The UN also sought a second agreement – for 16 UN agencies and 25 NGOs to have a six-month blanket travel permission – but that too has not materialised. OCHA, in a 25 January diplomatic letter (also obtained by TNH) to its Ethiopian government counterpart, the National Disaster Risk Management Commission, or NDRMC – stressed that the UN and the aid agencies had proven track records working in the country. The letter also highlighted that $76 million had been raised from international donors to pay for the response. Abreu told TNH the request is “still pending”, describing the situation in Tigray as “extremely dire”, with “insecurity and bureaucratic obstacles” hampering the humanitarian response.
A third deal was contained in a joint announcement between the government and the UN World Food Programme (WFP). On 6 February, the UN’s food agency claimed a “breakthrough” as Ethiopian Minister of Peace Muferihat Kamil said aid worker travel and visa requests would be expedited – and communication capabilities for response operations improved – but he didn’t refer to the blanket travel permission sought by the UN.

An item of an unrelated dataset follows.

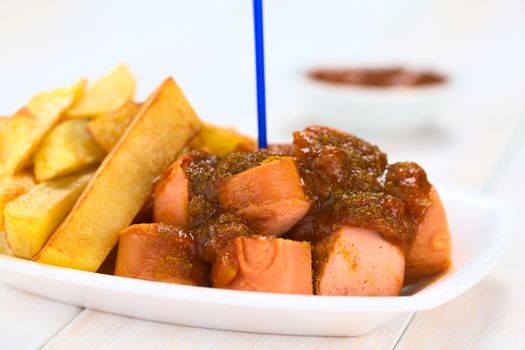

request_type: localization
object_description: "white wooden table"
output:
[0,0,525,349]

As part of this agreement, the UN did secure approval to move 25 more staff to the region, although dozens more UN and NGO aid workers remain in the capital awaiting travel permits. WFP said it would scale up the supply of emergency food rations for up to one million people as well as provide logistics support. Kamil said humanitarian assistance should be “expanded and intensified without delay”.
Aside from the UN efforts, international NGOs say they are continuing to pursue access permission from the government’s Ministry of Peace directly. TNH has obtained a joint letter from NGOs, dated 1 December 2020, asking for permission to scale up. Aid officials said the international NGOs would prefer to stay separate from UN arrangements, but told TNH that verbal assurances from the NDRMC have not been formalised by its parent, the Ministry of Peace.
Aid officials acknowledged that over recent weeks a limited number of foreign aid workers are being allowed as far as the regional capital, Mekelle, but said even they were largely blocked from travelling out further into the region. One aid worker said expatriate aid workers were particularly relevant in the situation, so as to provide a buffer to official interference with Ethiopian staff. Another disagreed, saying the situation was so delicate that local knowledge was paramount.
A recent UN map shows most of the Tigray region to be “inaccessible” for aid operations. The term includes a range of possibilities: ongoing insecurity and fighting, government reluctance to allow outside visitors, or areas of possible rebel control.
Meanwhile, no discussions or agreements have been disclosed on how aid could reach any area controlled by the TPLF.
The government wants to prevent assistance from reaching the TPLF, keeping very tight control on aid flows as well as on valuable tools like satellite phones, NGO officials said.
Given the level of control the government seems to want to exert, they feared their work on the ground would struggle to maintain distance from the Ethiopian military, undermining their neutrality and independence, while the use of military escorts to accompany aid teams and convoys could make relief operations a rebel target.
The International Committee of the Red Cross and Médecins Sans Frontières enjoy better mobility and access than most. Nevertheless, in a blog, one MSF staffer wrote on 1 February: “We still haven’t been able to go to many places, because access is still difficult, either because of insecurity or because it is hard to obtain authorisation.”